Рюкзак располнел за сегодня, потяжелел, стал надёжней. Тащиться с ним на вокзал, наверное, не стоило, лучше было бы схоронить его до поры в надёжном месте.
Без всякой надежды заглянул в буфет, порылся по столам и полкам: ничего, кроме нескольких бутылок газировки и банок пива. Почувствовав набежавшую слюну, распечатал здесь же жестянку «Балтики», выхлебал залпом, довольно крякнул. Оставшиеся три банки уложил в рюкзак.
Вернулся в главное фойе. Когда уже направлялся к выходу, взгляд упал на ребристую доску под красное дерево, с перечнем отделений и врачей. Самой первой строкой шёл главный врач Перевалов В.Г.
– Ах ты ж сука! – пробормотал Пастырь, остановившись и прищурившись на фамилию. – Так вот что ты за гусь… Свалил, говоришь, педрило?.. А клятва Гиппократа как же, а?
Он сплюнул и вышел на больничное крыльцо. Остановился в раздумье на минуту, потом подобрал валявшуюся под ногой арматуру, вернулся. Разбил стеклянную рейку над фамилией главврача. Полоска бумажки с жирно отпечатанной на принтере фамилией и должностью, вспорхнула и по сложной кривой плавно опустилась на пол, как один из тысяч жёлтых листьев, что тихо опадали на улице с тополей и клёнов.

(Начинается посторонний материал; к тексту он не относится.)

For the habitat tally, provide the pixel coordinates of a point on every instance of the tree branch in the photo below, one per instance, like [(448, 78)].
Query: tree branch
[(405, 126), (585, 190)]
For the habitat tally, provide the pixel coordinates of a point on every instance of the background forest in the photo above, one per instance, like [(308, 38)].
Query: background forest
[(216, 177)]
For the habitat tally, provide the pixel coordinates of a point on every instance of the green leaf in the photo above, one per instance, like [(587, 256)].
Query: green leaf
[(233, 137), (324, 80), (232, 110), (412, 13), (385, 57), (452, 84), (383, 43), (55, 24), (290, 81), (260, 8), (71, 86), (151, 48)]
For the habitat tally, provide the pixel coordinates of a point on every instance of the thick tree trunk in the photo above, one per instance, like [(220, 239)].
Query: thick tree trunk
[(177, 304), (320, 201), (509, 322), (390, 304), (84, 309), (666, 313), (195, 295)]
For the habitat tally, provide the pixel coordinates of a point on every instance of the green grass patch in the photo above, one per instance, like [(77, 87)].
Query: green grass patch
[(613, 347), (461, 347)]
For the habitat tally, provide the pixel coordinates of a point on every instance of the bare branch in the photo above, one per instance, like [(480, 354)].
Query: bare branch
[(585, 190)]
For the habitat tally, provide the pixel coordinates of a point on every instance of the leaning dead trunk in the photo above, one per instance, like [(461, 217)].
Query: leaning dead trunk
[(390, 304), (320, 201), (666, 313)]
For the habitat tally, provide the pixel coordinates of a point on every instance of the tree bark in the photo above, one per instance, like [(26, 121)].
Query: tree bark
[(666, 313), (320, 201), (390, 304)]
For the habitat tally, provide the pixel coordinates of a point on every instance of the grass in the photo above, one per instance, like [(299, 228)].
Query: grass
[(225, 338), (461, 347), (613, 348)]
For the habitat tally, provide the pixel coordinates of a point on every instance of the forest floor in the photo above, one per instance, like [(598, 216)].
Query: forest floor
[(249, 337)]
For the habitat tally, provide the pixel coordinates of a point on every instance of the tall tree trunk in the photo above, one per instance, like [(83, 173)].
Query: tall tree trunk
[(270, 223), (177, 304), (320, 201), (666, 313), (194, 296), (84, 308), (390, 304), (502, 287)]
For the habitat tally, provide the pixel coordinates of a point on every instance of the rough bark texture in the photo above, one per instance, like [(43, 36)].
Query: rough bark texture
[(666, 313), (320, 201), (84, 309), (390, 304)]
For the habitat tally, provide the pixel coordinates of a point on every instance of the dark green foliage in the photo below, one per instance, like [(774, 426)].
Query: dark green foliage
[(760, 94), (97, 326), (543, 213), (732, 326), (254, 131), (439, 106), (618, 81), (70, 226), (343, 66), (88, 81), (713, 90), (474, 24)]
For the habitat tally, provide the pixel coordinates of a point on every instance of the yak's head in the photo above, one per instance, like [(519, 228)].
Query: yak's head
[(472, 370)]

– Уволен ты, сволота, – сказал Пастырь, поднимая и разрывая бумажку в клочки.
Легче не стало. Он не задумываясь уволил бы Перевалова В.Г. и из жизни, поэтому от видимости восстановления справедливости осталось только мерзкое горькое послевкусие. А может быть, это выпитая «Балтика» горчила на языке.